Une légende urbaine voudrait nous faire croire que l’intégralité des décisions prises par Netflix sont dirigées par les data.

Ce mythe est généralement illustré par la fameuse histoire de House of Cards qui aurait rassemblé David Fincher et Kevin Spacey parce que les données convergeaient en ce sens.
Et jusqu’à ce point de l’histoire, il s’agit de l’entière vérité. Netflix avait ainsi pu se rendre compte qu’un joli pourcentage de ses abonnés regardaient des films du réalisateur de The Social Network. Dans un même temps, le House of Cards réalisé par la BBC en 1990 était populaire sur le service, tout comme les films mettant en scène Kevin Spacey.
Si vous mettez toutes ces données bout à bout, commander un pilote à David Fincher pour placer Mr Spacey dans le rôle de Frank Underwood ne semblait pas un pari très risqué de la part de Netflix.
De là, notre esprit pouvait dériver et imaginer que l’utilisation des données était permanente, contrôlant les choix artistiques jusqu’à A/B tester l’histoire qui allait le mieux fonctionner.
Mais notre récente discussion avec Peter Friedlander (Vice-Président Série Originale chez Netflix) ne laisse aucun doute :
« l’art passe d’abord, la créativité n’est pas dirigée par la data ».
Il y a ainsi une limite que Netflix ne souhaite pas dépasser… utilisant les données pour mieux comprendre et prédire la réception d’une série, mais laissant aux réalisateurs, acteurs et scénaristes, une grande latitude pour s’exprimer dans la création.

A/B testing

L’art n’est donc pas sujet à A/B testing chez Netflix… mais pour le reste, c’est une autre histoire.
Pour s’en rendre compte, il n’y a pas meilleure rencontre que celle de Todd Yellin (Vice-Président Innovation Produit pour Netflix).
L’homme a passé plus de 5 ans chez Netflix où il a acquis le surnom de Mr Data. Il ne semble pourtant pas avoir fait le tour de son sujet et en parle avec toujours autant de passion.
Il parle avec humour des grandes sociétés où les hauts dirigeants prennent les décisions parce que la taille de leur salaire leur laisse à penser qu’ils en savent plus que les autres.

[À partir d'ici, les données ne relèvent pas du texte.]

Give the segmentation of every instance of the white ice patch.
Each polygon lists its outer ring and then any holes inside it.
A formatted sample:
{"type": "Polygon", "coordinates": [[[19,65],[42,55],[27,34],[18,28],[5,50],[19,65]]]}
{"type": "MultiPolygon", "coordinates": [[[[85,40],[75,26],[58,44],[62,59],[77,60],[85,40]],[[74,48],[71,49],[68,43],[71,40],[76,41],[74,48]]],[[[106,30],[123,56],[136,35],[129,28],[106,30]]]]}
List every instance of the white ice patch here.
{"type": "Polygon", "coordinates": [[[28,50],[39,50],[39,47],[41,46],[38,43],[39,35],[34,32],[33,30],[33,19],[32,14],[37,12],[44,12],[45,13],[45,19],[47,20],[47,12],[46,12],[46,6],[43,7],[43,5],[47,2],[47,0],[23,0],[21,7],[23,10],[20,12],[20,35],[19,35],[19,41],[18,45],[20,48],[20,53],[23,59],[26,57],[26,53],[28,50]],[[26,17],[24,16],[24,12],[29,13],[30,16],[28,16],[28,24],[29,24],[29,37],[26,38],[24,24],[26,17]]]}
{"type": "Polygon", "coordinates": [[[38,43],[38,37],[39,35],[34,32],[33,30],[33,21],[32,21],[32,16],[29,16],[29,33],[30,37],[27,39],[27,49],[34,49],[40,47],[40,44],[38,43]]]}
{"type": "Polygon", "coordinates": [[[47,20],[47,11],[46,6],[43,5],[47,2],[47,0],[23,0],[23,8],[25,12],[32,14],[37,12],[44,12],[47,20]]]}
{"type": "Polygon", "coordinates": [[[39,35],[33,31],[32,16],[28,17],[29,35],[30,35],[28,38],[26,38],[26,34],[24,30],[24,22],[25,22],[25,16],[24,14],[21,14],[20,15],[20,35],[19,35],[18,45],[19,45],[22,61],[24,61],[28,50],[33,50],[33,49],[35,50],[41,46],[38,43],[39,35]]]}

Toute la pensée de Yellin est résumée par cette déclaration : « Don’t ask me. I don’t trust myself. I trust data » (« Ne me demandez pas mon avis. Je ne me fais pas confiance. Je fais confiance aux données. »)
Pour prouver le bienfondé de cette déclaration, il fait défiler plusieurs slides sous forme de quizz.
Devant nos yeux, une série de 6 images utilisées pour mettre en avant la première saison d’Orange Is The New Black. Il nous demande laquelle a connu les meilleures performances.
A ce stade, vous ne pouvez qu’utiliser votre sens esthétique pour choisir la plus belle/percutante/accrocheuse (vous retrouvant dans la peau d’un directeur esthétique de magazine qui doit choisir si la couverture sera bleue ou rouge). Sauf que quelque soit votre choix, vous aviez le plus souvent tort face à la réalité du terrain. Une image, affichant un ciel bleu avec des nuages, le nom de la série et un simple fil barbelé, performait 19% mieux qu’une image mettant en avant les deux actrices principales.
Nous regardons 3 séries de ces images avant d’arriver aux 6 représentant Sense8.
Il nous demande à nouveau notre avis… et plutôt que de nous donner la « réponse », il lance « à ce stade, je n’en sais rien, il va falloir attendre la sortie. J’ai bien sûr mon préféré, mais je peux avoir tort. »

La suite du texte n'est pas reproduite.